Pigeon fanciers often confuse Streptococcus with paratyphoid, often resulting in the wrong treatment. In normal pigeons the bacteria Streptococcus gallolyticus can occur in the intestines without making the pigeon ill. It is only when the bacteria passes through the intestinal blood barrier, in other words, enters the blood circulation system, that the more serious symptoms can occur. Typical is the sudden death of a pigeon that looked completely healthy just a few hours before. This is due to the fact that the bacteria, once in the blood, can very quickly cause serious inflammation in organs and muscles. In experimental infection of healthy pigeons whereby the bacteria was directly injected into the blood, all the pigeons died within a few hours of being injected. Antimicrobial treatment just after the contamination couldn't save the pigeons from dying.
With milder contaminations the main symptoms are difficulty with flying (caused by reactions to the inflammation in the muscles and tendons), general malaise, slimy faeces, and loss of appetite. Sometimes the only symptom is the death of one or more pigeons even though the rest are completely healthy. It is not really known which factors are responsible for the bacteria entering the blood.
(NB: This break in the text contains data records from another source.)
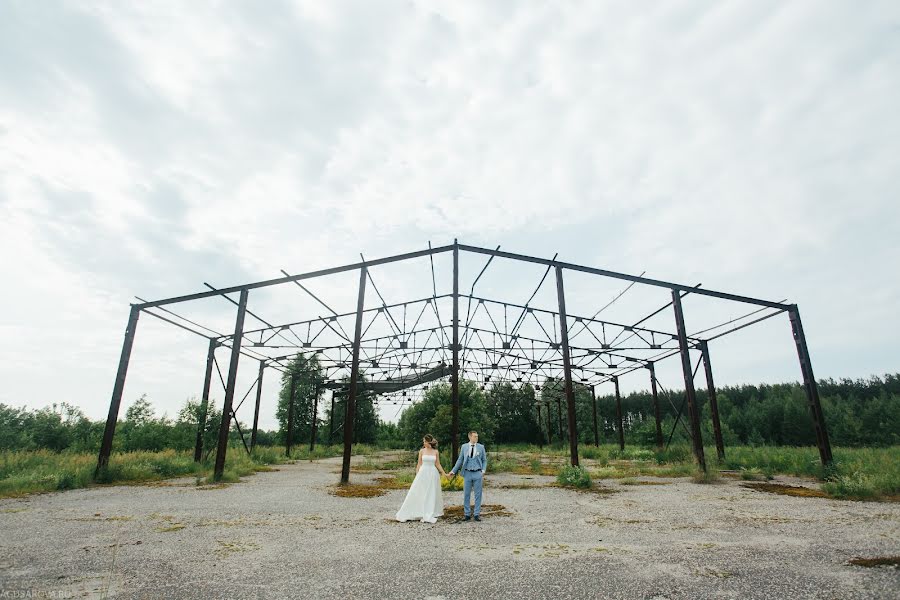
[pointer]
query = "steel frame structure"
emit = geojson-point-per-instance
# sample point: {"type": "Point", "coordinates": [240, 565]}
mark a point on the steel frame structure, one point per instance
{"type": "Point", "coordinates": [611, 354]}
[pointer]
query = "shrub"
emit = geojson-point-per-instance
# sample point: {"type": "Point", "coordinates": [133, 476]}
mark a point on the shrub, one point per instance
{"type": "Point", "coordinates": [577, 477]}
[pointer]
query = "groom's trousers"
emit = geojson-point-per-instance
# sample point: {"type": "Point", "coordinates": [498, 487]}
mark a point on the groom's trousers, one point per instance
{"type": "Point", "coordinates": [472, 480]}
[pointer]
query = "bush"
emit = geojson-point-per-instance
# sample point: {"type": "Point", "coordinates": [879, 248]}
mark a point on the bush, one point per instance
{"type": "Point", "coordinates": [577, 477]}
{"type": "Point", "coordinates": [854, 485]}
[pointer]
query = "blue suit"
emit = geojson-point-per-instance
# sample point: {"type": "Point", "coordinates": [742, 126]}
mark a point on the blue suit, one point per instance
{"type": "Point", "coordinates": [472, 465]}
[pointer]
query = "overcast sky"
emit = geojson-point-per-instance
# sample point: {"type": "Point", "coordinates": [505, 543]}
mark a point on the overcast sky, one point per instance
{"type": "Point", "coordinates": [148, 147]}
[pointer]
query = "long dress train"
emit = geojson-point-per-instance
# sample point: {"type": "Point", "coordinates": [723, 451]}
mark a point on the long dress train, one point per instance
{"type": "Point", "coordinates": [424, 499]}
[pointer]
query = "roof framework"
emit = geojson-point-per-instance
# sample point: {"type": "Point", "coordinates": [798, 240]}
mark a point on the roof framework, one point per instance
{"type": "Point", "coordinates": [401, 347]}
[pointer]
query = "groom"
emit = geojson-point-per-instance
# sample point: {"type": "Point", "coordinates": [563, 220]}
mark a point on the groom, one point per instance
{"type": "Point", "coordinates": [473, 462]}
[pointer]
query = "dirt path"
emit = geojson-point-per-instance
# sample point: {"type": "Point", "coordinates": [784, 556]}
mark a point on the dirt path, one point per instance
{"type": "Point", "coordinates": [282, 534]}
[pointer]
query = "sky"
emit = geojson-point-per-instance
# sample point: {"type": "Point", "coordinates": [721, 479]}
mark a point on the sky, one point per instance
{"type": "Point", "coordinates": [149, 148]}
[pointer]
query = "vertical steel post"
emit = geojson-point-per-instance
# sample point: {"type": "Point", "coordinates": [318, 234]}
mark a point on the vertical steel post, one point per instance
{"type": "Point", "coordinates": [689, 391]}
{"type": "Point", "coordinates": [567, 367]}
{"type": "Point", "coordinates": [350, 407]}
{"type": "Point", "coordinates": [659, 440]}
{"type": "Point", "coordinates": [262, 369]}
{"type": "Point", "coordinates": [621, 427]}
{"type": "Point", "coordinates": [312, 439]}
{"type": "Point", "coordinates": [810, 386]}
{"type": "Point", "coordinates": [118, 388]}
{"type": "Point", "coordinates": [540, 428]}
{"type": "Point", "coordinates": [331, 421]}
{"type": "Point", "coordinates": [229, 388]}
{"type": "Point", "coordinates": [289, 438]}
{"type": "Point", "coordinates": [713, 402]}
{"type": "Point", "coordinates": [204, 399]}
{"type": "Point", "coordinates": [454, 374]}
{"type": "Point", "coordinates": [559, 416]}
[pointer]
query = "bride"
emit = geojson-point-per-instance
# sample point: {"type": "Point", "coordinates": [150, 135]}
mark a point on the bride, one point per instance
{"type": "Point", "coordinates": [423, 500]}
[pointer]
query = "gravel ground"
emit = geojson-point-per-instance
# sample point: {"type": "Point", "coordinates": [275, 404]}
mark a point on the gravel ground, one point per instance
{"type": "Point", "coordinates": [281, 534]}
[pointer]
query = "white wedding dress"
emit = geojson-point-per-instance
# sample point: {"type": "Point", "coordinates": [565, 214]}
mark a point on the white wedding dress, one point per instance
{"type": "Point", "coordinates": [423, 500]}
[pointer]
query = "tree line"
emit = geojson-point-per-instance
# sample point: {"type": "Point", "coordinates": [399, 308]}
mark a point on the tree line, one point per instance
{"type": "Point", "coordinates": [861, 412]}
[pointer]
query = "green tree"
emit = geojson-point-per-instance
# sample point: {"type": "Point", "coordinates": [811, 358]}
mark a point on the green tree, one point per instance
{"type": "Point", "coordinates": [308, 378]}
{"type": "Point", "coordinates": [433, 414]}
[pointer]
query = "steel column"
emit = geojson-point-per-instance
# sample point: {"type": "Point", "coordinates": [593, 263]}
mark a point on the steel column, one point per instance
{"type": "Point", "coordinates": [567, 367]}
{"type": "Point", "coordinates": [289, 437]}
{"type": "Point", "coordinates": [331, 421]}
{"type": "Point", "coordinates": [621, 426]}
{"type": "Point", "coordinates": [540, 428]}
{"type": "Point", "coordinates": [690, 393]}
{"type": "Point", "coordinates": [549, 425]}
{"type": "Point", "coordinates": [713, 403]}
{"type": "Point", "coordinates": [262, 369]}
{"type": "Point", "coordinates": [118, 388]}
{"type": "Point", "coordinates": [229, 388]}
{"type": "Point", "coordinates": [812, 389]}
{"type": "Point", "coordinates": [659, 440]}
{"type": "Point", "coordinates": [454, 373]}
{"type": "Point", "coordinates": [204, 399]}
{"type": "Point", "coordinates": [559, 416]}
{"type": "Point", "coordinates": [312, 439]}
{"type": "Point", "coordinates": [350, 407]}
On the one side there is the high infection load in the vicinity and factors such as stress, intestinal infection etc... Stress is a very important factor by this complaint. It seems that streptococcosis also has an epidemiologic patron, that is to say, that multiple pigeons from the same colony all show symptoms at the same time. This suggests that the degree of infection and most probably the factors that cause the contamination through the specific bacteria strains (the streptococ sort) are also of great importance. That's why it is recommended that all the pigeons are treated, even if only a few pigeons show signs of being contaminated. The exact diagnosis can only be given at the autopsy. The best chance of achieving valuable information is through an autopsy of a sick or dead pigeon. This is definitely the case with this illness, but is actually the case when diagnosing problems in the pigeon colony. A probable diagnosis can be made on the basis of the symptoms. After treating the condition for two days the symptoms often disappear. It is still recommended that the complete duration of the treatment is respected. The treatment consists of applying amoxicillin or ampicillin individually or to the drinking water for ten days.
The treatment works extremely well and the problems with the affected pigeons are soon resolved. Even though it has never been scientifically proved, I have learned from experiences in my surgery that colonies with paratyphoid problems (whether or not they are cured or suppressed) are often more easily affected by streptococcosis. One of the explanations for this could be the intestinal damage salmonella causes, ensuring that streptococcus is easily transferred into the blood circulation. The complaint often occurs during the racing season and can be a reason for poor performances, and often for losing first-class pigeons from races even though the race caused no problems for other fanciers. This is due to the pain that the inflammation causes in the muscles and tendons. Sometimes even large chunks of the muscle are lost through the heavy inflammation and are replaced with connective tissue (muscle necrosis). It is obvious that such pigeons, depending on the severity of the necrosis, are not suitable to take part in the races. If you catch it in time and can prevent this terrible muscle necrosis, then it is usually possible to achieve good results with these same pigeons.